Artists breathe new life into old, recycled pieces
By Becky Barclay
Published in News on July 14, 2010 1:46 PM
Where can you find people made out of old car parts, license plate guitars and airplane whirligigs? At the newest exhibit at the Arts Council of Wayne County.
"reinCARnation" is not your typical in-depth, examine-the-art-to-see-what-its-hidden-message-is show, but is just a fun exhibit, Becca Scott Reynolds, gallery and education director, said.
"For our summer exhibits, I like to keep the art very light, very fresh, something that's very easy for you to bring the kids to enjoy while they are out of school," she said. "It's something for you to stop by on your way to the beach and soak in a little art."
There will be guitar art by Peter Geiger. He takes license plates and recycles them into custom-made guitars.
"They are incredible," Mrs. Reynolds said. "He uses old license plates from all over and makes these cool, funky guitars. Some look like acoustic guitars and others like other kinds of guitars."
Mrs. Reynolds said Geiger's guitars are very popular in restaurants and bars, and many can be found in the homes of private collectors.

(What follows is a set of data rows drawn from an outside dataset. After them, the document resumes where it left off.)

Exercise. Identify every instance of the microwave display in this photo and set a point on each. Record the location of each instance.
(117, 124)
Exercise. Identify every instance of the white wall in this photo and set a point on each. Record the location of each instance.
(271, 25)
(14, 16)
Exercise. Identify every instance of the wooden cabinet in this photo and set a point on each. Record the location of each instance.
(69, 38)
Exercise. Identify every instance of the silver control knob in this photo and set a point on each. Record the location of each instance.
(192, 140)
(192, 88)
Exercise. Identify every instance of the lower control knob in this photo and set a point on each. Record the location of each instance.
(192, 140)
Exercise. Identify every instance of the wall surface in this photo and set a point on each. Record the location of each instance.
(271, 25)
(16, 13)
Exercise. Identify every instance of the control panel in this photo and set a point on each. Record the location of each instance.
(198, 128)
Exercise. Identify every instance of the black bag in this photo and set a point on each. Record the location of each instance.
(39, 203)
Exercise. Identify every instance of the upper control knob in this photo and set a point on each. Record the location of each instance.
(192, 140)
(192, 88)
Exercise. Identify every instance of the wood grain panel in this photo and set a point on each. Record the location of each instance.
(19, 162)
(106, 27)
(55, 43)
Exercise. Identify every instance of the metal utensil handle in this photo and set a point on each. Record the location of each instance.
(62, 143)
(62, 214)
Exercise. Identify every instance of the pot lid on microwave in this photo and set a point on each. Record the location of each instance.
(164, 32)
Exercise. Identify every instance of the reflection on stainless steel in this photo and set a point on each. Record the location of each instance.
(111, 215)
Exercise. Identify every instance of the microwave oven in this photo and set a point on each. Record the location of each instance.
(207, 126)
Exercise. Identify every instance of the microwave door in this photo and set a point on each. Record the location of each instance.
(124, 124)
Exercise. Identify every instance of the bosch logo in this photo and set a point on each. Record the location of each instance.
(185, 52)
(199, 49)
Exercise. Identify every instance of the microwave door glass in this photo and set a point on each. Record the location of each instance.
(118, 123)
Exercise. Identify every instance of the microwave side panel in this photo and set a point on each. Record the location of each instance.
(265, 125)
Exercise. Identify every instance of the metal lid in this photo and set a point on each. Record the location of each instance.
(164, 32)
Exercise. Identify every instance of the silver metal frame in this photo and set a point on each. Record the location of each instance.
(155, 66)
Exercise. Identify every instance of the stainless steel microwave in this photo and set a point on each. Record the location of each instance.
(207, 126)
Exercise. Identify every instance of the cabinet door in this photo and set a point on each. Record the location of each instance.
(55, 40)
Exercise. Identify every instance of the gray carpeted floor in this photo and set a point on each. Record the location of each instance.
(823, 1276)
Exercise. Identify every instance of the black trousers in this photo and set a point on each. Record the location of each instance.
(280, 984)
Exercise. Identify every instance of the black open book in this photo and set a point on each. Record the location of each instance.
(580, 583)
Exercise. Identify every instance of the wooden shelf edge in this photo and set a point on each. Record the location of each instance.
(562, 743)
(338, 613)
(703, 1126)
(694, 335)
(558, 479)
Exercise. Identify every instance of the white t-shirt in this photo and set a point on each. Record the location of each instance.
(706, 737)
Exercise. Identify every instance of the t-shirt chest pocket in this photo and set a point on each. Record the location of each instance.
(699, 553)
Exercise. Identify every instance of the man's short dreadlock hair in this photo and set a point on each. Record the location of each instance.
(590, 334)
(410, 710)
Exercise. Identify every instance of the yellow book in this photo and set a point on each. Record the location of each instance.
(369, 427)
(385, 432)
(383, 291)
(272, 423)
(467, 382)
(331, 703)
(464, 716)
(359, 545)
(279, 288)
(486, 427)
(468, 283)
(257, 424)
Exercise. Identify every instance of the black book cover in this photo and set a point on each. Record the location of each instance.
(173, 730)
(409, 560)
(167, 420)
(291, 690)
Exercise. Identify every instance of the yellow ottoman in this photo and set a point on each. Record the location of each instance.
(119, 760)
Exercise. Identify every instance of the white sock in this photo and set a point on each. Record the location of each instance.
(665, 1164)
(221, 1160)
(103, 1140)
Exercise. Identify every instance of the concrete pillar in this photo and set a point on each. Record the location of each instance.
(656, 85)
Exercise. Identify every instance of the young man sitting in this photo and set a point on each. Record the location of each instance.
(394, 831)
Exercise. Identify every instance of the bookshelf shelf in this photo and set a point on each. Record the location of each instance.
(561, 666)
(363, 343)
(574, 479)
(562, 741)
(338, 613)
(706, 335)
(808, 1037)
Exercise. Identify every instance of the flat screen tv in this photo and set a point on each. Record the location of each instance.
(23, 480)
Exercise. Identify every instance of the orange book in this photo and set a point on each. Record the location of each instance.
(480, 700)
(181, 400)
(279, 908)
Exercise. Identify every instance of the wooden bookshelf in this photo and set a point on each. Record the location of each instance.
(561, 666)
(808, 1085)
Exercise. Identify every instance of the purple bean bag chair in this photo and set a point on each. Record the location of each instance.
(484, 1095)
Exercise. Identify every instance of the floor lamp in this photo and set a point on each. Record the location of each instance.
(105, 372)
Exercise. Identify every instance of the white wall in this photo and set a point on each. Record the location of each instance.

Local artist Brenda Behr will display some of her plein air artwork. Those include paintings of automobiles that she's done on location.

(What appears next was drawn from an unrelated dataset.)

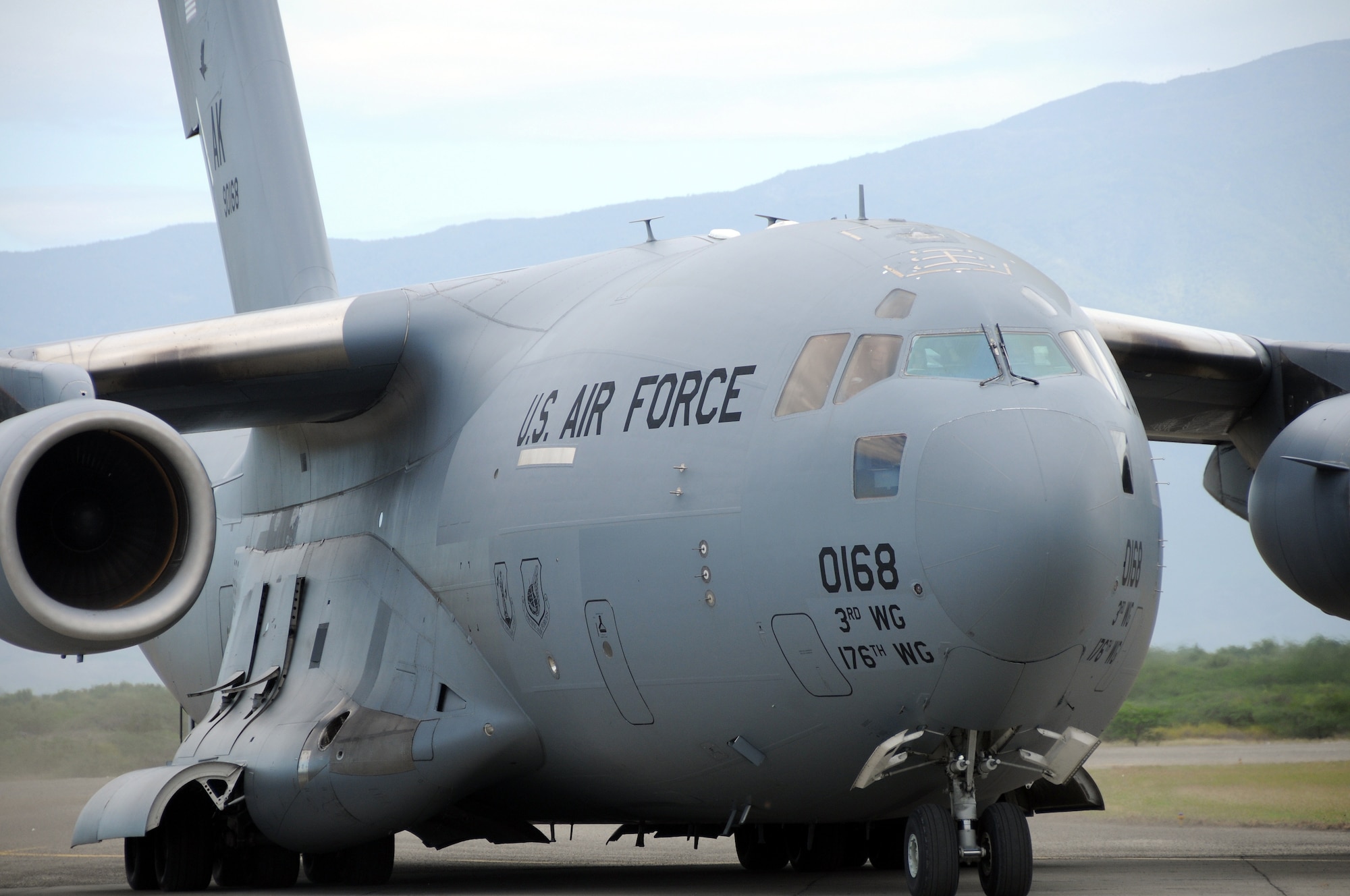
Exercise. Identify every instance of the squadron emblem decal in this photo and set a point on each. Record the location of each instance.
(537, 603)
(506, 609)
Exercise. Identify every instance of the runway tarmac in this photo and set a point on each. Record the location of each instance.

Jason Hawley will have some of his sculptures in the exhibit.
"Jason is a local guy who doesn't consider himself an artist," Mrs. Reynolds said. "He's a welder who has created sculptures of people out of auto parts, mostly mufflers. He used found motor parts, mufflers, catalytic converters and pieces from exhaust systems from a Ford Mustang and a Toyota truck.

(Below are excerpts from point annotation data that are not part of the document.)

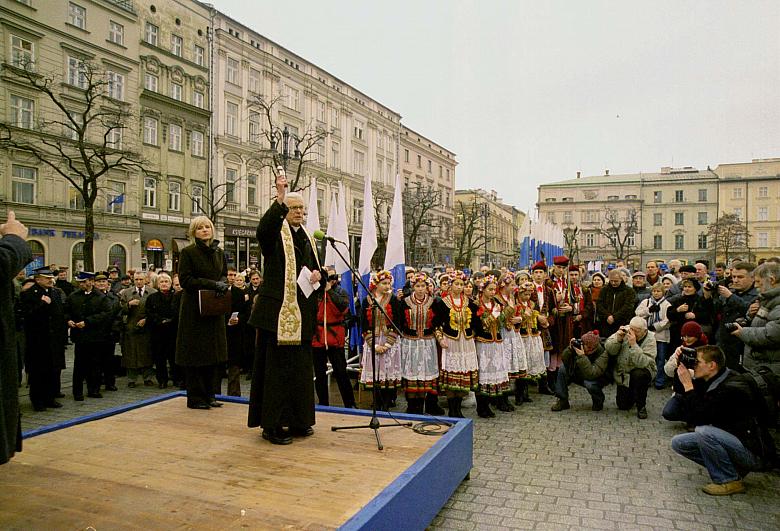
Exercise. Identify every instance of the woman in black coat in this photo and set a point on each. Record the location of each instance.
(200, 343)
(162, 316)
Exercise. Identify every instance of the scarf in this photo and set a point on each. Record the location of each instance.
(290, 320)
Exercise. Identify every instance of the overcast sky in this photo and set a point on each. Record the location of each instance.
(530, 92)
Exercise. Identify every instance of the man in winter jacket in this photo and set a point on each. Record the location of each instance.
(719, 402)
(585, 365)
(762, 338)
(634, 349)
(615, 306)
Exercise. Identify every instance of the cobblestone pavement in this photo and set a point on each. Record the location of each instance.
(534, 469)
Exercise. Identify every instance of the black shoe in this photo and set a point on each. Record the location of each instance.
(277, 437)
(302, 432)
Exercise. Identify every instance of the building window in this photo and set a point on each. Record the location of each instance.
(150, 192)
(77, 72)
(116, 86)
(177, 44)
(231, 118)
(150, 82)
(150, 34)
(198, 99)
(176, 91)
(23, 110)
(115, 197)
(116, 32)
(24, 180)
(174, 137)
(197, 144)
(174, 196)
(199, 56)
(357, 211)
(335, 155)
(255, 133)
(251, 190)
(231, 176)
(197, 199)
(150, 131)
(358, 162)
(255, 83)
(232, 71)
(77, 15)
(22, 53)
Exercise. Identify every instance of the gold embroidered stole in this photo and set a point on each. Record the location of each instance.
(290, 321)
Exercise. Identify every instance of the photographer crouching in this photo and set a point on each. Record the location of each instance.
(727, 439)
(584, 363)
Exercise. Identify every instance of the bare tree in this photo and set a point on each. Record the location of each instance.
(621, 232)
(728, 234)
(285, 145)
(81, 140)
(418, 221)
(470, 234)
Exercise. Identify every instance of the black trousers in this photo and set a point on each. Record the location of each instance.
(636, 392)
(200, 384)
(86, 366)
(339, 363)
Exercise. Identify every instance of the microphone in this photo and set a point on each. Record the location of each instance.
(319, 235)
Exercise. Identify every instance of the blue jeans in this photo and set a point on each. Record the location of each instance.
(661, 355)
(564, 379)
(721, 453)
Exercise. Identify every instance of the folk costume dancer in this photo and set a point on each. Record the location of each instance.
(388, 348)
(545, 304)
(459, 373)
(493, 369)
(419, 363)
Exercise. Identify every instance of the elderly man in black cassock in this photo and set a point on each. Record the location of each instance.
(282, 394)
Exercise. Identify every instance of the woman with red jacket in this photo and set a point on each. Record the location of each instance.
(328, 342)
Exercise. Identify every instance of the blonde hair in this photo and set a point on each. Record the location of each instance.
(198, 222)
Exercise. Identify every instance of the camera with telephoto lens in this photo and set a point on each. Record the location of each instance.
(733, 326)
(687, 357)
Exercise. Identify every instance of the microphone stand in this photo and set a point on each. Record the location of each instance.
(374, 423)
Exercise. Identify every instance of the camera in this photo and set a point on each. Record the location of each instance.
(733, 326)
(687, 357)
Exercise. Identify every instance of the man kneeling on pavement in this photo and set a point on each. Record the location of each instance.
(729, 440)
(584, 363)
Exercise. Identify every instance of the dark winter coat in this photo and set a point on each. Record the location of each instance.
(200, 340)
(617, 302)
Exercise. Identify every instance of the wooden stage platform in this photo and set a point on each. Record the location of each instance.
(159, 465)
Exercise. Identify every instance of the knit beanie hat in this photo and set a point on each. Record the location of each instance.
(691, 329)
(591, 340)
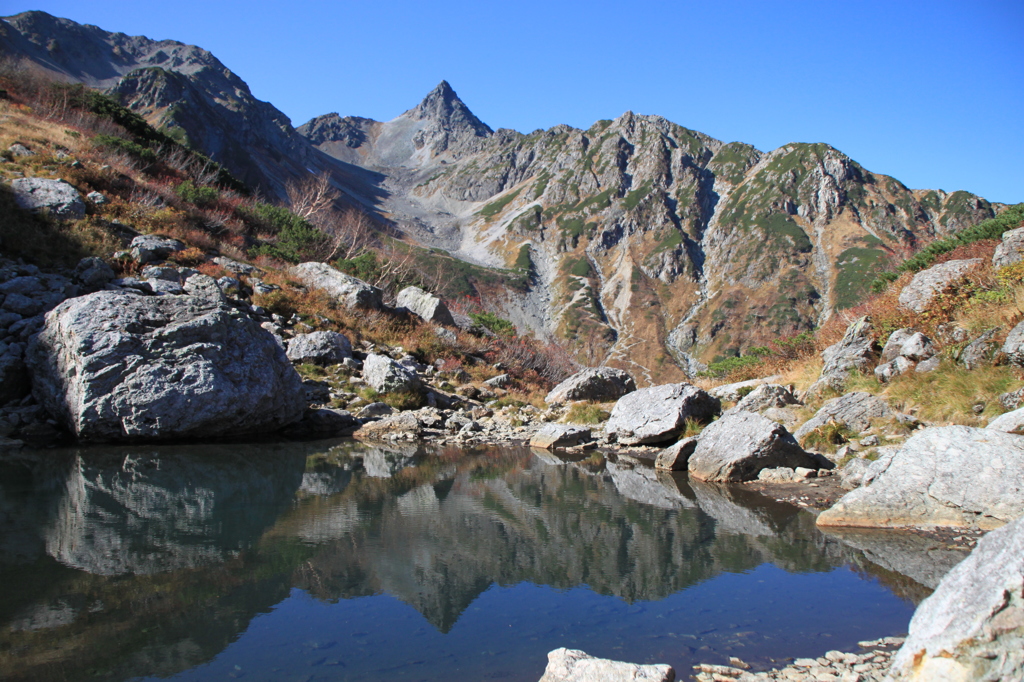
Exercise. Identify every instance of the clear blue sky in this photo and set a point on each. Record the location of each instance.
(929, 92)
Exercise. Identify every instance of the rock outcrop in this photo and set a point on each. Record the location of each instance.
(738, 445)
(972, 627)
(658, 414)
(601, 383)
(576, 666)
(944, 476)
(55, 198)
(114, 366)
(425, 305)
(925, 286)
(350, 292)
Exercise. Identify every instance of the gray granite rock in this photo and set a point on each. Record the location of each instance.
(855, 351)
(855, 411)
(920, 292)
(55, 198)
(351, 292)
(425, 305)
(320, 348)
(602, 383)
(972, 627)
(576, 666)
(115, 366)
(658, 414)
(559, 435)
(945, 476)
(739, 444)
(1011, 249)
(385, 376)
(677, 456)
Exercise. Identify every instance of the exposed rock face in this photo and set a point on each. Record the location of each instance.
(116, 366)
(386, 376)
(53, 197)
(351, 292)
(602, 383)
(658, 414)
(677, 456)
(738, 445)
(1014, 345)
(855, 411)
(426, 305)
(926, 285)
(946, 476)
(320, 348)
(576, 666)
(765, 396)
(972, 628)
(1011, 249)
(856, 350)
(559, 435)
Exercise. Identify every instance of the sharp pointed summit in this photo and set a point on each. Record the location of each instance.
(444, 108)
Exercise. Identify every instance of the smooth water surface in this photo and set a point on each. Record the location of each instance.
(343, 561)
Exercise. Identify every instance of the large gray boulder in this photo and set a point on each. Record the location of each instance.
(56, 198)
(1011, 249)
(925, 286)
(1014, 345)
(320, 348)
(600, 383)
(737, 446)
(855, 351)
(386, 376)
(426, 305)
(576, 666)
(854, 411)
(972, 627)
(115, 366)
(955, 476)
(658, 414)
(351, 292)
(151, 248)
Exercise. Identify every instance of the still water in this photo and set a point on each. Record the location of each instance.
(341, 561)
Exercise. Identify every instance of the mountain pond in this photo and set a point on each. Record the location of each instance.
(338, 560)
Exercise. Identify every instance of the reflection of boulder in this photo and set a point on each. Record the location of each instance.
(643, 484)
(923, 559)
(157, 509)
(385, 462)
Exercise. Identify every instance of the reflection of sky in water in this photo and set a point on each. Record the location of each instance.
(508, 631)
(305, 561)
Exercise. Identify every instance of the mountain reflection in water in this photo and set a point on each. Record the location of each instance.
(200, 560)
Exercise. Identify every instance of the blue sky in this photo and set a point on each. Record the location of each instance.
(929, 92)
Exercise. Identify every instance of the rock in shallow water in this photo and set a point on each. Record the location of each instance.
(115, 366)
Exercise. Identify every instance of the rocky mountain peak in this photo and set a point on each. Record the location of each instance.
(443, 108)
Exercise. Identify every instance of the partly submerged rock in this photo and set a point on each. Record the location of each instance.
(945, 476)
(738, 445)
(576, 666)
(56, 198)
(350, 292)
(116, 366)
(972, 627)
(559, 435)
(601, 383)
(426, 305)
(925, 286)
(659, 413)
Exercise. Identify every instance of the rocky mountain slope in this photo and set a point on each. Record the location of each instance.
(648, 246)
(181, 89)
(652, 247)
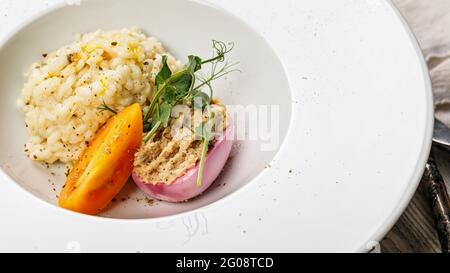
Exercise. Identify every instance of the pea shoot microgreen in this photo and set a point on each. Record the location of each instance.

"They are really creative and popular pieces. One of them is life-sized. He made it according to the dimensions of his body, the size of a grown man. I think people are really going to be drawn to that, especially children."
There will also be whirligigs by Vollis Simpson, a well-known folk artist who uses found items for his creations.
"His work is growing in popularity," Mrs. Reynolds said. "He's 91 and has had a documentary film done about him and has had an article in the New York Times. Several of our supporters have whirligigs that Vollis created."
The Onslow Outdoor Painter's Society also will have several pieces in the exhibit. Its members have done a series of junkyard paintings and cars on location.
"We are very excited to have their work and hope to have more of their work on exhibit here in the future," Mrs. Reynolds said. "They do plein air painting, which is very exciting. It's painted on site in the plain air outdoors."
She said the group's members work in a variety of media including acrylics, oils and watercolors.
"The 'reinCARnation' idea will be interesting for people to take on," Mrs. Reynolds said. "It will include the automobile artwork and some of the green things the artists are doing with recycling.
"It's interesting how the artists take everyday objects that people would throw away and they are creating a livelihood out of this wide variety of things."
She said this type of artwork borders on folk art in style, but it's really growing in popularity. Green art is one of the fastest growing sectors of art, she said.
Mrs. Reynolds noted that even people who may not consider themselves art people will find something they like in this show.
"It's something that's very different, very concrete and easy to understand," she said. "There's a place for all types of art in the world and definitely a place for art that's easy to enjoy just because it's fun."
reinCARnation runs through July 29 in lower level gallery of the Arts Council.
Hours are Monday through Friday from 9 a.m. to 5 p.m., and it is free.